Oppo Neo 3
- Brand: Oppo
- Series: Oppo Neo Series
- First released: August 2014
- Predecessor: Oppo Neo
- Successor: Oppo Neo 5
- Compatible networks: 2G bands: GSM 850 / 900 / 1800 / 1900; 3G bands: HSDPA 2100; HSPA;
- Dimensions: 132x65.8x9.2 mm; 5.20x2.59x0.36 in;
- Weight: 128 g (4.52 oz)
- Operating system: Android 4.2.1
- System-on-chip: MediaTek MT6572
- CPU: 2x1.3GHz ARM Cortex-A7
- GPU: ARM Mail-400 MP1, 1 core, 500MHz
- Memory: 1GB LPDDR2, 266MHz
- Storage: 4GB
- Removable storage: microSDHC (up to 32GB)
- Battery: Removable Li-ion, 1900mAh
- Charging: microUSB 2.0
- Rear camera: 2592x1944 (5.04MP), Video: 720p at 30fps
- Front camera: 1600x1200 (1.92MP)
- Display: Type: IPS LCD; Size: 4.5 inches, 55.8 cm^2; Resolution: 480x854, 218 ppi; Ratios: 16:9 aspect ratio, 64.2% StB ratio;
- Sound: Loudspeaker: Yes; 3.5mm jack: Yes;
- Media: Audio: AAC, eAAC+ / aacPlus v2 / HE-AAC v2, FLAC, M4A, MIDI, MP3, OGG, WAV; Video: 3GPP, AVI, Flash Video, H.263, H.264 / MPEG-4 Part 10 / AVC video, MKV, MP4, WMV;
- Connectivity: WLAN: Wi-Fi 802.11 b/g/n, hotspot; Bluetooth 2.1; A-GPS; FM radio; microUSB 2.0, USB On-The-Go;
- Data inputs: Accelerometer; Proximity sensor;
- Model: R831K
- Other: Colors: White, Black; Price: About €130;

= Oppo Neo 3 =

Second phone in Oppo's Neo Series

The Oppo Neo 3 is the second phone in Oppo's Neo Series.
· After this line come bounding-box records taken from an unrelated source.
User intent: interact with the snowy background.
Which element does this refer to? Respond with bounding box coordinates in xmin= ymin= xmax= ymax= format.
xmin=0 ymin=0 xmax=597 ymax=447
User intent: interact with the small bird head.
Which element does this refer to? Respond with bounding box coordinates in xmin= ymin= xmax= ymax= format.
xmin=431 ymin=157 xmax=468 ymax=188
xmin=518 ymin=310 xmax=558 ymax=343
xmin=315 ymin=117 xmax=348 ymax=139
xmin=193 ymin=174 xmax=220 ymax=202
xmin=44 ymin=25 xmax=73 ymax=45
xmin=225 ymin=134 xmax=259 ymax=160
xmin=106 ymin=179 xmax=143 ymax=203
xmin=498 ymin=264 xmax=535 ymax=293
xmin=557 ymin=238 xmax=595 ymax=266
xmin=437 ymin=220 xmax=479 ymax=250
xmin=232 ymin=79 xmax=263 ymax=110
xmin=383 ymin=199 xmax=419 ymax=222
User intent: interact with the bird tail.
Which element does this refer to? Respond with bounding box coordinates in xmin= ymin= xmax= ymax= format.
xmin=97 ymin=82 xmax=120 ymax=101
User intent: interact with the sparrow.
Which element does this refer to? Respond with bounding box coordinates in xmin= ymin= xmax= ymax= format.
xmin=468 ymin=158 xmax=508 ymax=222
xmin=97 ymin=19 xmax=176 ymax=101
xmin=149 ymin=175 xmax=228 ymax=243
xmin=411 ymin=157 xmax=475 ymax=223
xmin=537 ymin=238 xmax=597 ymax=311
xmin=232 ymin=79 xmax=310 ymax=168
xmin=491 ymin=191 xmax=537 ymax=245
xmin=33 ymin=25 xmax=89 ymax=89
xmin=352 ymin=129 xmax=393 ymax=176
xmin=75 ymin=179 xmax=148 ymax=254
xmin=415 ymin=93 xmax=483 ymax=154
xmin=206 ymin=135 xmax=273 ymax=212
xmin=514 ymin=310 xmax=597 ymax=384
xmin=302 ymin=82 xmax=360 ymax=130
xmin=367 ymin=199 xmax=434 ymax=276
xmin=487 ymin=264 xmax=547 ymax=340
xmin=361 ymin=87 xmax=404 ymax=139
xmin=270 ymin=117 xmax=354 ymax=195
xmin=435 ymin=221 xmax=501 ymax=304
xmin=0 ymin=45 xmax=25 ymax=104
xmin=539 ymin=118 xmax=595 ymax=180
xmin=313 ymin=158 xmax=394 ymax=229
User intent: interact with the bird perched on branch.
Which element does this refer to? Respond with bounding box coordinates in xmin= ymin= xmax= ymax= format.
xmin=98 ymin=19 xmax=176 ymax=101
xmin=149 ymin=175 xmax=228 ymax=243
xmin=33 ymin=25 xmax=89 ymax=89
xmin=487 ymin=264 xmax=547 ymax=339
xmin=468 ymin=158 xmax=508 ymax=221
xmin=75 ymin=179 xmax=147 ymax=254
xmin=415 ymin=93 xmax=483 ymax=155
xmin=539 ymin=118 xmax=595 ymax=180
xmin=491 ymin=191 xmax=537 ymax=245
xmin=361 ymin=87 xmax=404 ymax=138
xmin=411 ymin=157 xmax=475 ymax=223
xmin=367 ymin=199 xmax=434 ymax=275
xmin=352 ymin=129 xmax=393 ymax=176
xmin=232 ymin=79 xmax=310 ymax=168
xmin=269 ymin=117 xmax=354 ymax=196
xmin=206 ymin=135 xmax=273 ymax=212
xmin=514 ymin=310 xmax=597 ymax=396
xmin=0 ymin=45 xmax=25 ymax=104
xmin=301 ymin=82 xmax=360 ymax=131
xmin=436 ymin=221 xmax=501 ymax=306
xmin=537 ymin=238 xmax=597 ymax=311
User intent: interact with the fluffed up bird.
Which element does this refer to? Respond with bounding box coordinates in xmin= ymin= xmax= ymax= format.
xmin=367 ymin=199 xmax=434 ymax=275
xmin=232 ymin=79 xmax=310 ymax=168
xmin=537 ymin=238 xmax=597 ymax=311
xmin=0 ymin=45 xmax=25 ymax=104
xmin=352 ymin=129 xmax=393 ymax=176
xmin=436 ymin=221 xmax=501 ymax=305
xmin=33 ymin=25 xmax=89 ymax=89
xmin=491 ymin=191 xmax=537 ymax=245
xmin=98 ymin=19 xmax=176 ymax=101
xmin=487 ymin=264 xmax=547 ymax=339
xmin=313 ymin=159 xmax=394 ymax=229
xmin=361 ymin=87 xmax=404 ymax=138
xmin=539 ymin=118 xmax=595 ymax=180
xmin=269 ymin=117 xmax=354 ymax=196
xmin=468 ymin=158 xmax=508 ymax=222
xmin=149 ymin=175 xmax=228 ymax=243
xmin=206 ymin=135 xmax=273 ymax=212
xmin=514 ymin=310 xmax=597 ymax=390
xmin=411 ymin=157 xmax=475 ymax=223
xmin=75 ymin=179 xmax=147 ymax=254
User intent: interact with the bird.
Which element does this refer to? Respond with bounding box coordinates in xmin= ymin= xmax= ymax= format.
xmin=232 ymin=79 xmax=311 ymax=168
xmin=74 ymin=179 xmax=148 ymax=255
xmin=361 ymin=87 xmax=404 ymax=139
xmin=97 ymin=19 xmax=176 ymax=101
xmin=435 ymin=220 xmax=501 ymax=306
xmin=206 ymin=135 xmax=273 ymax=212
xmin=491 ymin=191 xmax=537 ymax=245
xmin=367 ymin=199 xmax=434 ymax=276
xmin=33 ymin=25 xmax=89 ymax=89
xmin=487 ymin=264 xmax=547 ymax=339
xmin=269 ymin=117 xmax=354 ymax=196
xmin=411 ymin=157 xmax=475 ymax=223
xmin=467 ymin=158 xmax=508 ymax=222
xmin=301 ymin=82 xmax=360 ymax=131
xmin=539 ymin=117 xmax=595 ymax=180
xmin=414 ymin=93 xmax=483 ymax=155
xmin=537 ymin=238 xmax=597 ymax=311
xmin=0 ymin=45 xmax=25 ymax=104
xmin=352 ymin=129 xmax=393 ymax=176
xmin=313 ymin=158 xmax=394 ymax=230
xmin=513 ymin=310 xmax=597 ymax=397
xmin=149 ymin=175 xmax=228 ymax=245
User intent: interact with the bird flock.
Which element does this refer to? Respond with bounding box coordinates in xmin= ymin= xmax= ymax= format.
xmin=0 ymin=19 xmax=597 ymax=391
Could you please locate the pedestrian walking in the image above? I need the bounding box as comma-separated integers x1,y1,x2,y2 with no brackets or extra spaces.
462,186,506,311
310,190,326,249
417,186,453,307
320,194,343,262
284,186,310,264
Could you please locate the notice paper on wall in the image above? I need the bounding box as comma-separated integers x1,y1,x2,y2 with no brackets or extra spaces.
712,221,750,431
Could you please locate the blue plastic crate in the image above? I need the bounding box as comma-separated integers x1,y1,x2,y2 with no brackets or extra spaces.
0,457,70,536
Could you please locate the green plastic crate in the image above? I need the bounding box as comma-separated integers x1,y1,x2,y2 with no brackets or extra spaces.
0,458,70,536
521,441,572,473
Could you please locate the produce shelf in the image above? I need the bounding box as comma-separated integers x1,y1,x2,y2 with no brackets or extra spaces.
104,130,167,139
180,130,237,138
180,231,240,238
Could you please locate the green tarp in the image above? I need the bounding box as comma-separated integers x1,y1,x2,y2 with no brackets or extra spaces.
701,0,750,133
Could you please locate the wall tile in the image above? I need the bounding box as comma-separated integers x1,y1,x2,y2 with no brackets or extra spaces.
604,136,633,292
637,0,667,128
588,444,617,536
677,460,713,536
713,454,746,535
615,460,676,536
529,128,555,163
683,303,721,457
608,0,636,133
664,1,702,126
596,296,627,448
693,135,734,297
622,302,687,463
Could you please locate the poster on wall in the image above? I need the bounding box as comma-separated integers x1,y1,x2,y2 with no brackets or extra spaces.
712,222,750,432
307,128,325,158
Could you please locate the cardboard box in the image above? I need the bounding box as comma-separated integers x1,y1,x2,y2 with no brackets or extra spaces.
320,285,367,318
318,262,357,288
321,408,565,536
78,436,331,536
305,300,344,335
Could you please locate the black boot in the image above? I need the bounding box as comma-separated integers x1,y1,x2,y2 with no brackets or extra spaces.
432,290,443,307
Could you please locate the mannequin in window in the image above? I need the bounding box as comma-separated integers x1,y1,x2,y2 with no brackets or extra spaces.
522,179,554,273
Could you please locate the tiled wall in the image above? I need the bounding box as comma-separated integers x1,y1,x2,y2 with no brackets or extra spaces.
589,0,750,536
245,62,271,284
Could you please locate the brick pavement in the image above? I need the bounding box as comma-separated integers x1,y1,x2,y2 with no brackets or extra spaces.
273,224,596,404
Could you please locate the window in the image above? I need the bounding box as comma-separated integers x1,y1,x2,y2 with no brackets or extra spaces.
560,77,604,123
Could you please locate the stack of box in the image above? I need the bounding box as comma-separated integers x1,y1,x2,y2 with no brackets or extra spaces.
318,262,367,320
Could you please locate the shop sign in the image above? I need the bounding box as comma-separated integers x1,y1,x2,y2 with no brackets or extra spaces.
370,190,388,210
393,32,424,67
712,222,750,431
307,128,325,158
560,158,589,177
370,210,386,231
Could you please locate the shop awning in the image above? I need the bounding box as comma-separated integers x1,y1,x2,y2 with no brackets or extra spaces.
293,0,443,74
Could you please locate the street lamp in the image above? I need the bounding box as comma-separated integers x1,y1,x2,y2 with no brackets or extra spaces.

It went on sale for an initial pricing of ₹8577 in India in August 2014.

== Specification ==

=== Hardware ===
The Oppo R831K (Neo 3) features a 4.5-inch IPS LCD (480 x 854 pixels). It's powered by a MediaTek MT6572 (28 nm) dual-core 1.3 GHz CPU with 1 GB RAM and 4 GB internal storage, expandable via microSD. Key hardware includes a 5 MP main camera with LED flash and a 2 MP selfie camera. It runs on a removable 1900 mAh Li-Ion battery and supports dual SIM functionality.